Caption: (1) Figure of a reprocessed implant, in circulation for implantation; (2) Figure of the implant removed for “aseptic” loosening, showing biofilm / Source: Study authors

When do you throw in the towel and remove the spinal implant?

Researchers under the direction of Aakash Agarwal, Ph.D., of the University of Toledo, tackled this immensely difficult subject in a recently published review in the Global Spine Journal.

Dr. Agarwal and his team reviewed 49 studies pertaining to the management of late onset surgical site infections (SSI) after spinal surgery.

The authors concluded that although long-term antibiotics, debridement, and continuous irrigation are the most common treatments for late onset SSI, the most statistically effective measure for reducing risk is implant removal or replacement.

Specifically, Agarwal and his team wrote that bacteria may lay dormant in the body for long periods and that bacteria-free implants are critical for biofilm prevention and therefore prevention of late onset surgical site infection (SSI.)

The other key question raised by the team is: Should American hospitals radically change their implant processing protocols?

First: What is the True Infection Rate?

Agarwal explained the impetus for the study to OTW, saying that “despite clinical data against reprocessing of implants, manufacturers are supplying these implants with impractical steps of cleaning.” According to Agarwal, these steps are not followed by hospitals and would not sufficiently clean the implant even if these protocols were followed. As a result, Agarwal stated, “every single patient is exposed to a risk of cross contamination and [the] FDA [has been] fully aware of it since October 2018.”

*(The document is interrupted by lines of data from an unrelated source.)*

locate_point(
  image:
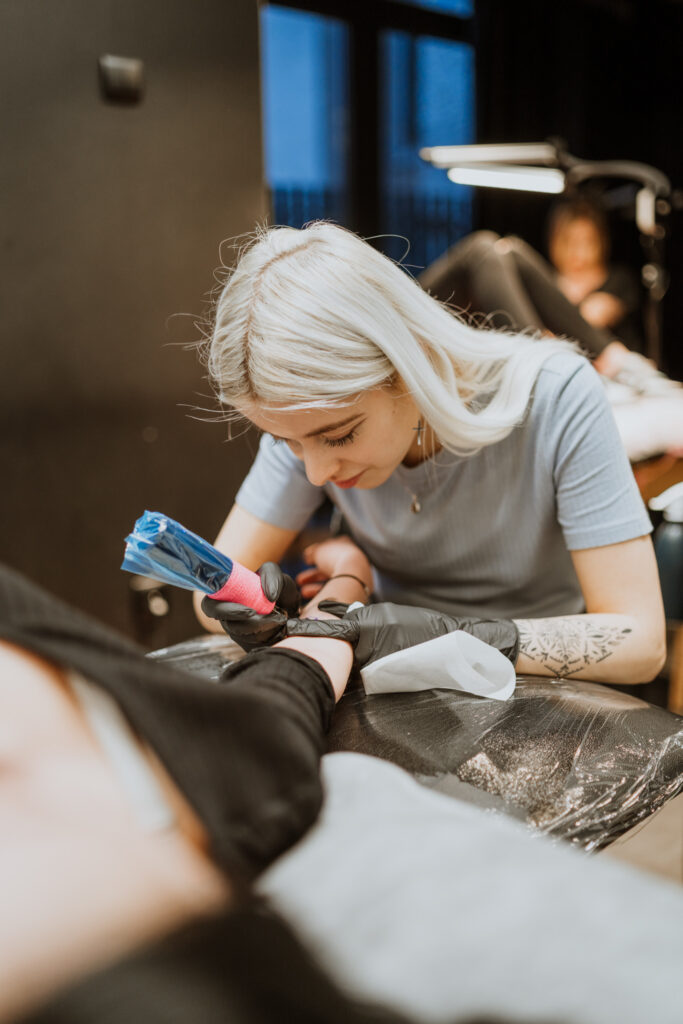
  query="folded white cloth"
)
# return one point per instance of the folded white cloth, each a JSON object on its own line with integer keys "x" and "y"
{"x": 455, "y": 662}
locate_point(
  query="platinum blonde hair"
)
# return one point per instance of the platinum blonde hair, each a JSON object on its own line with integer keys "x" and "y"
{"x": 312, "y": 317}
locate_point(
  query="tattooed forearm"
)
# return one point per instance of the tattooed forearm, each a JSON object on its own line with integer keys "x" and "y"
{"x": 566, "y": 646}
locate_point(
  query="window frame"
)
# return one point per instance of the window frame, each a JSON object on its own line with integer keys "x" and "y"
{"x": 366, "y": 20}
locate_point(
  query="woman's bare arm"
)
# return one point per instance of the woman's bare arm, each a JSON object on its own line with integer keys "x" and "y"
{"x": 622, "y": 636}
{"x": 249, "y": 541}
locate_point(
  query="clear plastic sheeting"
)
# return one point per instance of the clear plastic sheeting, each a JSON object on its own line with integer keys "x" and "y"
{"x": 577, "y": 761}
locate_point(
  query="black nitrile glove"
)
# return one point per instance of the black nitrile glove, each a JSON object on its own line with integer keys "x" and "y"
{"x": 378, "y": 630}
{"x": 249, "y": 628}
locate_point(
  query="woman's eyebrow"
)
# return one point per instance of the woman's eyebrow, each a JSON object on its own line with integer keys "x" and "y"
{"x": 333, "y": 426}
{"x": 323, "y": 430}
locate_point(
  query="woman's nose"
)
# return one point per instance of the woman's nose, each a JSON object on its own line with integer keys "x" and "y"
{"x": 321, "y": 466}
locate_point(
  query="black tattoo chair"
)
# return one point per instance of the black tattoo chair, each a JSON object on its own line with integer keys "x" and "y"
{"x": 575, "y": 760}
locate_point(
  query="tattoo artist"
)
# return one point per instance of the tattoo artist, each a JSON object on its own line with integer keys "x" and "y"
{"x": 481, "y": 474}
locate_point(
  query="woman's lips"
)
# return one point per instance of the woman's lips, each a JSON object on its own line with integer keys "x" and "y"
{"x": 351, "y": 482}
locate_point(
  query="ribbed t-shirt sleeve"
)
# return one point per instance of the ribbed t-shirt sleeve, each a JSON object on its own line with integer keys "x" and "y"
{"x": 276, "y": 489}
{"x": 598, "y": 502}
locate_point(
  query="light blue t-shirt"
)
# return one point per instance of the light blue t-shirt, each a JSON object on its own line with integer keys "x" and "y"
{"x": 495, "y": 530}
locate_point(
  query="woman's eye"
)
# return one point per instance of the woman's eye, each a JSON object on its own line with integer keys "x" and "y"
{"x": 346, "y": 439}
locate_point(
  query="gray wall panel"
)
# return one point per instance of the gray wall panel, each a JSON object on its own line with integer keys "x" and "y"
{"x": 111, "y": 219}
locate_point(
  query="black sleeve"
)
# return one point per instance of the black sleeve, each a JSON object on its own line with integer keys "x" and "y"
{"x": 246, "y": 754}
{"x": 245, "y": 967}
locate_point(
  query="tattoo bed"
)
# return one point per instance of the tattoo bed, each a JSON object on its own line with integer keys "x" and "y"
{"x": 574, "y": 760}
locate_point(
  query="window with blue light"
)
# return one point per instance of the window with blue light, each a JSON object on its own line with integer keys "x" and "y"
{"x": 425, "y": 97}
{"x": 304, "y": 77}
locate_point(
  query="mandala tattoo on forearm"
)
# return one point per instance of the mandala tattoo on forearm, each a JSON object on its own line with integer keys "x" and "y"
{"x": 565, "y": 648}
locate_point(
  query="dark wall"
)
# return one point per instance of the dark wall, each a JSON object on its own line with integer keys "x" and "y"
{"x": 111, "y": 222}
{"x": 607, "y": 76}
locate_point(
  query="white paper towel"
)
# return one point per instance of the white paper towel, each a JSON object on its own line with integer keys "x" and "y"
{"x": 455, "y": 662}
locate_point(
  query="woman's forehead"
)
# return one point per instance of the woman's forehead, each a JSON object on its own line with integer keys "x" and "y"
{"x": 286, "y": 422}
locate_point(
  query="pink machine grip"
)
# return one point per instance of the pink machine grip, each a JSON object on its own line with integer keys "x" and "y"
{"x": 244, "y": 587}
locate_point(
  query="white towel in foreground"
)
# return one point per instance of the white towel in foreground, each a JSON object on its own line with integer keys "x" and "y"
{"x": 455, "y": 662}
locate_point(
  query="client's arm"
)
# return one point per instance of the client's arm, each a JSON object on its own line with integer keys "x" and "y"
{"x": 341, "y": 572}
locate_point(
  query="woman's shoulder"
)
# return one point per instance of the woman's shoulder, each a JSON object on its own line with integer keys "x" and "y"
{"x": 566, "y": 385}
{"x": 561, "y": 370}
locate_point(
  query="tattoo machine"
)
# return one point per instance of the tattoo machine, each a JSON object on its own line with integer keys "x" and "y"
{"x": 164, "y": 550}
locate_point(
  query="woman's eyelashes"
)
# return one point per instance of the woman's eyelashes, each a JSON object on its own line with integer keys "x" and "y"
{"x": 346, "y": 439}
{"x": 329, "y": 441}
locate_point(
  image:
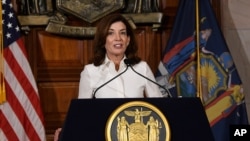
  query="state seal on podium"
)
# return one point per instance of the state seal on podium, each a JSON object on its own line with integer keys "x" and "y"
{"x": 137, "y": 121}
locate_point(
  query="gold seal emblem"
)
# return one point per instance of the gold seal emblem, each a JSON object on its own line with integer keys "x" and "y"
{"x": 137, "y": 121}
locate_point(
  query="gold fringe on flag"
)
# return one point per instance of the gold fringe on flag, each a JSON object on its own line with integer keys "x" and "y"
{"x": 199, "y": 92}
{"x": 2, "y": 85}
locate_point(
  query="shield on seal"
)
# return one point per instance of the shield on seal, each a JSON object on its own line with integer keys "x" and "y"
{"x": 89, "y": 10}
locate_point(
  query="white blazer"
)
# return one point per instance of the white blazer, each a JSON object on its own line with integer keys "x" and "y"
{"x": 127, "y": 85}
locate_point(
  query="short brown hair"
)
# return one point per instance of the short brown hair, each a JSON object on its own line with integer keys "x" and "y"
{"x": 102, "y": 33}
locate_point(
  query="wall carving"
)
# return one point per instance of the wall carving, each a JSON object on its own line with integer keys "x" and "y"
{"x": 136, "y": 11}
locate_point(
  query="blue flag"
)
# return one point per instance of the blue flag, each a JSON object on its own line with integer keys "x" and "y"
{"x": 220, "y": 86}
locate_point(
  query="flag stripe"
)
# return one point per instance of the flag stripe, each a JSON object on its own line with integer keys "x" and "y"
{"x": 10, "y": 54}
{"x": 21, "y": 115}
{"x": 23, "y": 95}
{"x": 8, "y": 130}
{"x": 11, "y": 124}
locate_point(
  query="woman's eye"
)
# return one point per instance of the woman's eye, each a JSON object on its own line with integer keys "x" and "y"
{"x": 124, "y": 33}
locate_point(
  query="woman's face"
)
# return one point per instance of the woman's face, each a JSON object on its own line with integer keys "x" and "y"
{"x": 117, "y": 40}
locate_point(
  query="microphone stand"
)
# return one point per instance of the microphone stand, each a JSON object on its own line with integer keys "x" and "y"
{"x": 94, "y": 91}
{"x": 127, "y": 62}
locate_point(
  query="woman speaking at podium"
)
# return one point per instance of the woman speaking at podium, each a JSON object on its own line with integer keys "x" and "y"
{"x": 115, "y": 43}
{"x": 109, "y": 76}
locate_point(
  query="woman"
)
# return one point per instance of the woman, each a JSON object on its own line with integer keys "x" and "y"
{"x": 115, "y": 41}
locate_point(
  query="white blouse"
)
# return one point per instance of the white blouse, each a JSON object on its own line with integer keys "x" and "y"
{"x": 127, "y": 85}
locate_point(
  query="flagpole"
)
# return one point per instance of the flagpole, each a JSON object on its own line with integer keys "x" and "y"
{"x": 198, "y": 92}
{"x": 2, "y": 86}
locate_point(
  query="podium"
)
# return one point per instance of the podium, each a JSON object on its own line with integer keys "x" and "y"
{"x": 87, "y": 118}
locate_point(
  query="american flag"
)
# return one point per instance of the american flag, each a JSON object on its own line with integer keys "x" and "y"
{"x": 21, "y": 117}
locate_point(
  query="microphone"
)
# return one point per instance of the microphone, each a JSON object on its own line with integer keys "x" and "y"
{"x": 95, "y": 90}
{"x": 128, "y": 63}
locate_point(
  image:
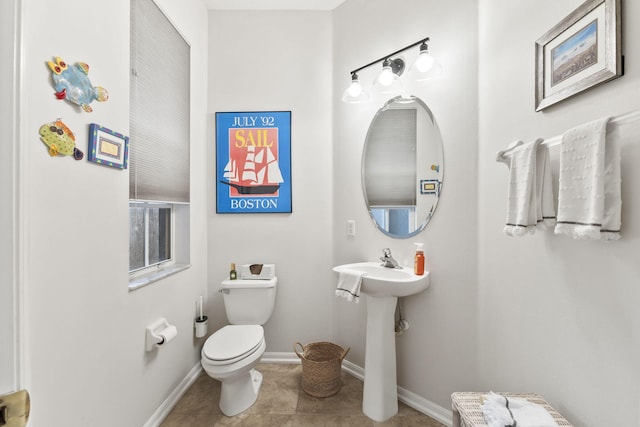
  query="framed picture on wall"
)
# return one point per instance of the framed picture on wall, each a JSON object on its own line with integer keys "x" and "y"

Agarwal told OTW, “we have multi-center level 2 clinical evidence that any touch or exposure of implants in the ‘sterile’ field results in bacterial biodose being accumulated onto these devices. These devices are then implanted deep in the bone. So, to appreciate the consequences of this egregious practice ongoing in the field of spine surgery, my interest in this review was to find out the discrepancy in reporting SSI in terms of average duration and management.”

The authors conducted a PubMed search of prospective and retrospective articles published between 2000 and 2018 relating to the characterization of SSIs after spinal surgeries. They conducted title and abstract reviews followed by full-text review of all references that appeared to address SSI infection management.

At the end of the process, the team had culled 49 articles culled out of 79 retrieved from PubMed. The team established relevancy based on the following criteria: implant removal rate, common organisms related to infection, infection onset time, or the ratio of superficial to deep infection.

The study authors, in addition to Aakash Agarwal, were: Amey Kelkar, M.S., Ashish G. Agarwal, M.B.B.S., Daksh Jayaswal, M.S., Christian Schultz, M.D., Arvind Jayaswal, M.D., Vijay K. Goel, Ph.D., Anand K. Agarwal, M.D., Sandeep Gidvani, M.D.